The California Consumer Privacy Act (CCPA) is only six months away and yet only 14% of companies say they are fully prepared. If Europe’s GDPR is any guide, less than half of organizations will be ready on time. This is a significant issue, considering that 20% of privacy professionals expect their organization to pay over $1M to become compliant.
The ground-breaking law gives consumers broad new privacy rights and mandates how companies must manage, store and use customer data. Due to its broad scope and the state’s important role in the US economy, the CCPA will impact marketing organizations across the entire US and beyond if they manage data on California residents.
What’s about to change?
Inspired by GDPR, the CCPA will require organizations to manage the personal data of 12% of Americans in a whole new way. Consumer data collection will become much more complex and data privacy will become a significant issue. Beginning in January 2020, new obligations will require companies to:
- Disclose to consumers what data they collect and with whom it is shared or sold,
- Stop selling data if the consumer requests it,
- Delete data if the consumer requests it,
- Obtain explicit data collection opt-in for minors under the age of 16,
- Obtain parental consent for minors under the age of 13,
- Provide an easy mechanism for consumers to exercise their rights, including a free phone number and a prominent mechanism on their website explicitly labeled “Do Not Sell My Personal Information.”

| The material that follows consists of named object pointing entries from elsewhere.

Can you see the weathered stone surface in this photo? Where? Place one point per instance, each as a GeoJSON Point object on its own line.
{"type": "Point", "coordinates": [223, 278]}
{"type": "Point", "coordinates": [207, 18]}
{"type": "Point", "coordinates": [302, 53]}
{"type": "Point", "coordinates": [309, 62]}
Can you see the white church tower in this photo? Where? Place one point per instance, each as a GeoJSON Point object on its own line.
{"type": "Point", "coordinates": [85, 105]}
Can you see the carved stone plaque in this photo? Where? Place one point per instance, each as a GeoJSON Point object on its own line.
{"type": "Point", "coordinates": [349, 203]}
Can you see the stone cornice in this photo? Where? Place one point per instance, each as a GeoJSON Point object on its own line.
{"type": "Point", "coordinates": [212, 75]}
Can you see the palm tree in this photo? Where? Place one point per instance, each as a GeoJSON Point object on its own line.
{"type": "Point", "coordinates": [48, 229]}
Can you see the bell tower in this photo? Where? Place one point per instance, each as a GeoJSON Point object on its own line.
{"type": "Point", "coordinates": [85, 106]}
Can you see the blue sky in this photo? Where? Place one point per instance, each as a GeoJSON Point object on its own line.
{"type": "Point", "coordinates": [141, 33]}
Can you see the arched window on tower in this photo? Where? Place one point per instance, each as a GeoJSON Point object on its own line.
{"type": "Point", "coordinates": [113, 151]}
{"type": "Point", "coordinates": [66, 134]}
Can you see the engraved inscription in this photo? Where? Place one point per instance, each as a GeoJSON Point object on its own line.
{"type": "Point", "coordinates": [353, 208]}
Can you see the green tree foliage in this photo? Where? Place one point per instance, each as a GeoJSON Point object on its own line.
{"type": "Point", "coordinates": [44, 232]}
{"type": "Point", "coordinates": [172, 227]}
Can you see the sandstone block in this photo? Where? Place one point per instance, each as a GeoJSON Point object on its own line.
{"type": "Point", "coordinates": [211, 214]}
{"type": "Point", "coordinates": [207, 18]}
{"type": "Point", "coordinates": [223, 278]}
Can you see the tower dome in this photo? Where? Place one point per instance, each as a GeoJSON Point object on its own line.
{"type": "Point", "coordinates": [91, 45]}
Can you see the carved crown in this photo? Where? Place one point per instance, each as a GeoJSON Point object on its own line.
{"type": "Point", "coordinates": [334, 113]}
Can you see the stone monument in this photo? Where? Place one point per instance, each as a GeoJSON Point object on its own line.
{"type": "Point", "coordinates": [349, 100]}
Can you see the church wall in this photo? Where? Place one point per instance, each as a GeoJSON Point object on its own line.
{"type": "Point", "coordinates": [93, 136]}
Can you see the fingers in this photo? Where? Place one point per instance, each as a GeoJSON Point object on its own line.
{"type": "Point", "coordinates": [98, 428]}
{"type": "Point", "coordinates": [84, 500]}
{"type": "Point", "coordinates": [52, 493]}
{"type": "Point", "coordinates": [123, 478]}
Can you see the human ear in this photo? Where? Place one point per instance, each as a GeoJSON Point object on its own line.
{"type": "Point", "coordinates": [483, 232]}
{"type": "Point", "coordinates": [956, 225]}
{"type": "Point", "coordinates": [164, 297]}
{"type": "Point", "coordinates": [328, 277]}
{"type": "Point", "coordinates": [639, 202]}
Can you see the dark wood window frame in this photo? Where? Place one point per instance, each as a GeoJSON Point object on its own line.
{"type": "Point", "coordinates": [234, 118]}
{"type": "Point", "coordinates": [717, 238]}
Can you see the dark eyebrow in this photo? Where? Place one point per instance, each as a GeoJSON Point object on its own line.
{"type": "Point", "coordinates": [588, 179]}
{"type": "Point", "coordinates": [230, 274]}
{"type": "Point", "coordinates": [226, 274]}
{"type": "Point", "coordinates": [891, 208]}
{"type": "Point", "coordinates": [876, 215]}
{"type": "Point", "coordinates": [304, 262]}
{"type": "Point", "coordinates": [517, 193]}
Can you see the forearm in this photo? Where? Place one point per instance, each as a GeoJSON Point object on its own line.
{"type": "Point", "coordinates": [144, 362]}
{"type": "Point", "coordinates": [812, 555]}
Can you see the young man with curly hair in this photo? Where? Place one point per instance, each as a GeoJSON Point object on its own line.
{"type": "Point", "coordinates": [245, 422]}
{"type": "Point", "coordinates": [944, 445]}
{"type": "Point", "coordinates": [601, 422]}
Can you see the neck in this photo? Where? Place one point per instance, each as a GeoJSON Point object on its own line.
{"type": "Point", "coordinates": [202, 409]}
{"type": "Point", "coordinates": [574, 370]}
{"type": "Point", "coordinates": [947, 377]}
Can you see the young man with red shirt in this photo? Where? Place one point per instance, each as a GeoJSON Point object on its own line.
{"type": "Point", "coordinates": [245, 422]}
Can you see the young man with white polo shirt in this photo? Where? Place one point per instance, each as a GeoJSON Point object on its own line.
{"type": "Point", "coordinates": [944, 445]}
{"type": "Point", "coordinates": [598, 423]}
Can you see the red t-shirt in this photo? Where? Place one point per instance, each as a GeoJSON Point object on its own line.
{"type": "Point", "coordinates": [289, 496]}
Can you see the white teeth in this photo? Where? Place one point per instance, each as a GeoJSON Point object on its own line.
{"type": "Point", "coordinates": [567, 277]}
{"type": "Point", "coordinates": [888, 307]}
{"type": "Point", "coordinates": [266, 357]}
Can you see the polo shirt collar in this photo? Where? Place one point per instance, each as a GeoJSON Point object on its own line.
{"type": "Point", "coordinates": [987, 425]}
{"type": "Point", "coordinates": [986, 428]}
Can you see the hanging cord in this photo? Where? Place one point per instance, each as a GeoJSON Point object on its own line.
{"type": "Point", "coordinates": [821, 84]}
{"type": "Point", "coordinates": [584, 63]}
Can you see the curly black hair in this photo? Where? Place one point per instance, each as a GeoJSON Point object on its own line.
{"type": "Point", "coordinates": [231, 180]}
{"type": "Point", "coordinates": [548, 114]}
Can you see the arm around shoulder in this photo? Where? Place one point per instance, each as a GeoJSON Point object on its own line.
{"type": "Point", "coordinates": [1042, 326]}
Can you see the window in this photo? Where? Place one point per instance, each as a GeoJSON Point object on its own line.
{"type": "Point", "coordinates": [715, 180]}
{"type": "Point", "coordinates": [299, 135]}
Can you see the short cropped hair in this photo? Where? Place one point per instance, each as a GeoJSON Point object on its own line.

Under CCPA, if consumers choose to exercise any of these rights, companies may not charge a higher price or offer a lower level of service (within reason).
Failure to comply with consumer requests can lead to large fines by the state attorney general, up to $7,500 per incident. In a state with a population of almost 40 million people, those penalties can quickly add up to many millions of dollars. Non-compliance is not a good option.
Which companies must comply with CCPA?
Regardless of where data is kept or the company is located, the CCPA applies to organizations with data on consumers in California that meet one of three criteria: have annual revenue of at least $25 million, buy data on 50,000 households, individuals, or devices, or generate at least 50% of their revenue from consumer data.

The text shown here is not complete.